The two-dozen people had been kept in a building in an upscale suburb in Rawalpindi, and they were awaiting the forced removal of their kidneys. “We will remove your kidney, and you will receive 300,000 rupees,” or about $2,800, one of the captors told them, reported the BBC.
Three people, who were not named, are slated to appear in a Pakistani court next month for illegal transplants and trafficking. They deny the charges against them.
In recent years, more light has been shed on the grisly practice of organ harvesting—particularly in China, where hundreds of thousands may have been killed for their organs over the past 15 years or so. According to a report from human rights lawyer David Matas and former Canadian parliamentarian David Kilgour in June of last year, a network of Chinese state-run hospitals have carried out 60,000 to 100,000 organ transplants each year—and they’re mostly harvested from persecuted practitioners of Falun Gong, a type of traditional Chinese meditation practice.
The BBC, in its report on Tuesday, cited Pakistani police as saying that victims were lured to Rawalpindi in the hope of getting jobs.
“There were 20 to 25 other persons sitting.
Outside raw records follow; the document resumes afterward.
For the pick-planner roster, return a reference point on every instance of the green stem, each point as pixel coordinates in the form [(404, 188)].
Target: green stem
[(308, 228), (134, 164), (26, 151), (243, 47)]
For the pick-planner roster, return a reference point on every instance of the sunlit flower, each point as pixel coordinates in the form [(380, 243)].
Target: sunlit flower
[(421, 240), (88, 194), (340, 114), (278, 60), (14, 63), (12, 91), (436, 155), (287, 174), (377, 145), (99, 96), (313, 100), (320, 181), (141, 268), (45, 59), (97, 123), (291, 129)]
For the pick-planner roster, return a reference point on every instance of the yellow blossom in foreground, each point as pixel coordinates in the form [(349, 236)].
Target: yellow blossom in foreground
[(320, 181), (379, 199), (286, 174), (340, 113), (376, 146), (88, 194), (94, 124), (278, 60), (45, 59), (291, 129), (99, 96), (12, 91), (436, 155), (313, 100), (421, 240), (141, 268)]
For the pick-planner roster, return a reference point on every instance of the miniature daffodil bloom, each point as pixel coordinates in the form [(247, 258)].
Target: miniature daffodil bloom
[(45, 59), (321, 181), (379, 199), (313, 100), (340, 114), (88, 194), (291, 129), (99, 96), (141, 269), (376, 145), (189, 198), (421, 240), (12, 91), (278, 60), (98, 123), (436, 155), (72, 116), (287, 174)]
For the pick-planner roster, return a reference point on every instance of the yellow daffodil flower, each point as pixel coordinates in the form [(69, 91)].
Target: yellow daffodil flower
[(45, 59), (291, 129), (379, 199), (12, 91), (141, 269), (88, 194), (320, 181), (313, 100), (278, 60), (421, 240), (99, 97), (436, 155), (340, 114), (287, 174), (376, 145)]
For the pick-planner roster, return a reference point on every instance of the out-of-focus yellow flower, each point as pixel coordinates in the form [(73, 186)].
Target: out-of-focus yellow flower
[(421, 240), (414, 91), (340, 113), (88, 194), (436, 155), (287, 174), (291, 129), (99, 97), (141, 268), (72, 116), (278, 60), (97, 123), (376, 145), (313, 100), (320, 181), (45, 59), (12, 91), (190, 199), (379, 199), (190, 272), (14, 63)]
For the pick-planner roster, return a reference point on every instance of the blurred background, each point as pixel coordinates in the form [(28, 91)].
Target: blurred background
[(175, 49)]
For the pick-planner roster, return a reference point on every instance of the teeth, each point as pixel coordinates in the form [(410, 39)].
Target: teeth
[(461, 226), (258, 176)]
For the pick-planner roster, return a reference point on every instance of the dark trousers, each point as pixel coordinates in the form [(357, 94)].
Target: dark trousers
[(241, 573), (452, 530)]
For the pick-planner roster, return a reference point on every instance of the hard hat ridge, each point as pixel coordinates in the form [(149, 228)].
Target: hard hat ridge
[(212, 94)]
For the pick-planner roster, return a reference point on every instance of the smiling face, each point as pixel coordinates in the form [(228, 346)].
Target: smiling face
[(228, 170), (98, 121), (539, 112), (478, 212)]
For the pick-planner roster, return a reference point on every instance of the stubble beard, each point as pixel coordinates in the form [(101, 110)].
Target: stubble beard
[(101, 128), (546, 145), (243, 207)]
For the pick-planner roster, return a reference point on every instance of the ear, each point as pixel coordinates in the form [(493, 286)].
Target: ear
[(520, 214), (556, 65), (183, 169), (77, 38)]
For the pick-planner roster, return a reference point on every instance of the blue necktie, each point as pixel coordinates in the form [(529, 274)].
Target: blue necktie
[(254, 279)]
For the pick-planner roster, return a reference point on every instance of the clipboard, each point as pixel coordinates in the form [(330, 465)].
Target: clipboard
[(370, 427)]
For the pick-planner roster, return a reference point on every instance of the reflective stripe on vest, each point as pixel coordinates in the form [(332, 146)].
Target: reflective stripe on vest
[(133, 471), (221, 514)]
I was told to shut up and be quiet and sit there,” Sadi Ahmed told the broadcaster. “About 10 minutes later, the agent arrived and said get ready as I was going in for a test.”
He noted: “I asked, ‘What type of a test are you taking me for? What type of work are you offering?’.”
Then, the traffickers told him they wanted $2,800 for his kidney after tests.
Mirza Naqi Zafar, head of the Pakistan Transplantation Society, told the BBC that there was a ban on commercial transplants in 2010, but a resurgence in illegal transplants in recent years.
Zafar said that in Pakistan, black market prices on the procedure range from $50,000 to $60,000.